I have daily ingest pipeline as production runs on Cloud Composer, the code is unchanged for a while. One day there is one error that raised from database_health.py which is
after that, in Log Explorer their are following errors from “airflow-scheduler” and “airflow-worker” that have the same errors text as above like “server closed connection unexpectedly”
An unknown problem with a connection to the Airflow database, where the server closed the connection unexpectedly, is an issue that can occur in Cloud Composer. This error can be caused by several factors, including:
A network issue between the Airflow database and the Airflow scheduler or worker.
A problem with the Airflow database itself.
A problem with the Airflow scheduler or worker.
To troubleshoot this issue, you can:
Check the network connection between the Airflow database and the Airflow scheduler and worker. Ensure they can communicate.
Review the Airflow database logs for errors and address them.
Restart the Airflow scheduler and worker.
If the issue persists, consider restarting the Airflow database.
If unresolved, contact Google Cloud support.
Impact on Production Pipelines: If this error occurs in production, your Airflow pipelines might be interrupted. You may need to manually restart your pipelines once resolved.

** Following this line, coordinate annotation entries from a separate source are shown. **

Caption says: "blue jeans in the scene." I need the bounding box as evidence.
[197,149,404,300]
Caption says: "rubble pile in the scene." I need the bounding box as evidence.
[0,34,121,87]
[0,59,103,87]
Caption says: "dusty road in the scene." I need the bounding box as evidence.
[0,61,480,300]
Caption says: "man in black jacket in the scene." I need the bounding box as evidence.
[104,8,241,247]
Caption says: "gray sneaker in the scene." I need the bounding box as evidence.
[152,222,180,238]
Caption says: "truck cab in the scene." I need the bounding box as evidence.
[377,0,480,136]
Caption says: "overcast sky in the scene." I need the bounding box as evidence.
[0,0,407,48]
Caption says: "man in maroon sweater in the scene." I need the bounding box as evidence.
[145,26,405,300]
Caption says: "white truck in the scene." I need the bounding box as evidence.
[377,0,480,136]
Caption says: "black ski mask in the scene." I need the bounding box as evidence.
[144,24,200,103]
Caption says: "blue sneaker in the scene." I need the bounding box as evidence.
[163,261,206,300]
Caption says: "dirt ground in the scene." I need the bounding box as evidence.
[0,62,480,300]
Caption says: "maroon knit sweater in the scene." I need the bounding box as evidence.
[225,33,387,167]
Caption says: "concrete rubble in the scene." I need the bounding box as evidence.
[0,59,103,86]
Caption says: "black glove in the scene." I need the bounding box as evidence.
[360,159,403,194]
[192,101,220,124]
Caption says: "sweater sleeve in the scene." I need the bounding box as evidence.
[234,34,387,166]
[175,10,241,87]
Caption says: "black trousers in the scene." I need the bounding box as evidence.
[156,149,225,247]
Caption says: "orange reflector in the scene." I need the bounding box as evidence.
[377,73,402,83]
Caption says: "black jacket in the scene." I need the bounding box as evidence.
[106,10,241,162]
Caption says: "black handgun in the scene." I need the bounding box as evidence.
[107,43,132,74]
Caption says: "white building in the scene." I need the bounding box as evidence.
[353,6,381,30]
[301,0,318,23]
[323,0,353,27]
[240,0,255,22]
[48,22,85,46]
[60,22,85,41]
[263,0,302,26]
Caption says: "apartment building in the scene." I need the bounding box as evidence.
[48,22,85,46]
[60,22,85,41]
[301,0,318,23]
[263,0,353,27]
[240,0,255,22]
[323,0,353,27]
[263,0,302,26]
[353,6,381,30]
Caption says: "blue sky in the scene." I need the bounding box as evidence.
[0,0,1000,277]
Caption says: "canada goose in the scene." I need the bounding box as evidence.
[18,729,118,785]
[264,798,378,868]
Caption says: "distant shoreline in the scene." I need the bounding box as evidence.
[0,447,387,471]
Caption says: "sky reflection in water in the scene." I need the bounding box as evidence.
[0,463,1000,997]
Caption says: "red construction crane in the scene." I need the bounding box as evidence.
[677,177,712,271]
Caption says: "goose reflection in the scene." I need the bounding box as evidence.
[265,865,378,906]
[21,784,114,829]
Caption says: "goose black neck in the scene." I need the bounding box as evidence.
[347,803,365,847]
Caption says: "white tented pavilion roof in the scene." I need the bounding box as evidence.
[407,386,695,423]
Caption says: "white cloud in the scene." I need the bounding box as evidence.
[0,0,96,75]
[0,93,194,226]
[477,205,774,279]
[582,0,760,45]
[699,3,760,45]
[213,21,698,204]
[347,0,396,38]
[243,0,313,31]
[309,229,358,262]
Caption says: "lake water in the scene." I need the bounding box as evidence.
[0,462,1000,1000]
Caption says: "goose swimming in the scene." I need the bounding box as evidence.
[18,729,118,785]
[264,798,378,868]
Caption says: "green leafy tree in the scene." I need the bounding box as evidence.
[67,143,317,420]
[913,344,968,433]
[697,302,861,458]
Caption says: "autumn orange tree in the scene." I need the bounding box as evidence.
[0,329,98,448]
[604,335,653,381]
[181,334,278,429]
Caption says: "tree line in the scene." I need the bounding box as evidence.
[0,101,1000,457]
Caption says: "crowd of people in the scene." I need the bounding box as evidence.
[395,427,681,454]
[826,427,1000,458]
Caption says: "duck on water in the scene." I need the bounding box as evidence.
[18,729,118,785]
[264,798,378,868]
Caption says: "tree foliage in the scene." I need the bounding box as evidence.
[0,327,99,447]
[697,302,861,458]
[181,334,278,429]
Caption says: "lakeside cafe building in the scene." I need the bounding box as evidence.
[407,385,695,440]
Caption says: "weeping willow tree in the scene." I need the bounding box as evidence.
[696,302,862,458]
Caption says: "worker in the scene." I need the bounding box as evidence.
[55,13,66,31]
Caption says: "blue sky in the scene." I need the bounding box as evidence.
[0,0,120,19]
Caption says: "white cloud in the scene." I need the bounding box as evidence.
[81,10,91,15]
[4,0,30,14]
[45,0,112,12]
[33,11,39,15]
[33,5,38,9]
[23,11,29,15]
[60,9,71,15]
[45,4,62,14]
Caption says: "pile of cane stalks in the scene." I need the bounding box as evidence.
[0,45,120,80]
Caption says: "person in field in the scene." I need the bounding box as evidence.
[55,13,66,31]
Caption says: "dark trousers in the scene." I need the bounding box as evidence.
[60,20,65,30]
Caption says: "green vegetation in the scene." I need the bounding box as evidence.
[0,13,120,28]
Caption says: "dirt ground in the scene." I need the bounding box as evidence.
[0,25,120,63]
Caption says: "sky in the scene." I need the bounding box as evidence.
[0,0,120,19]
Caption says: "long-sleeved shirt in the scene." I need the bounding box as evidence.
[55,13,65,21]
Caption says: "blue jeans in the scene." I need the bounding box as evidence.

Prevention: To prevent recurrence:
Monitor the network connection between the Airflow database and the scheduler/worker.
Regularly check the Airflow database logs for errors.
Keep the Airflow components updated with the latest patches.
Have a contingency plan, including manual pipeline restarts.
Additional Tips:
If using Cloud SQL, consider adjusting the connection pool size, but ensure the database can handle the increased connections.
Distributing tasks across multiple Airflow workers can help manage the load and prevent overloading.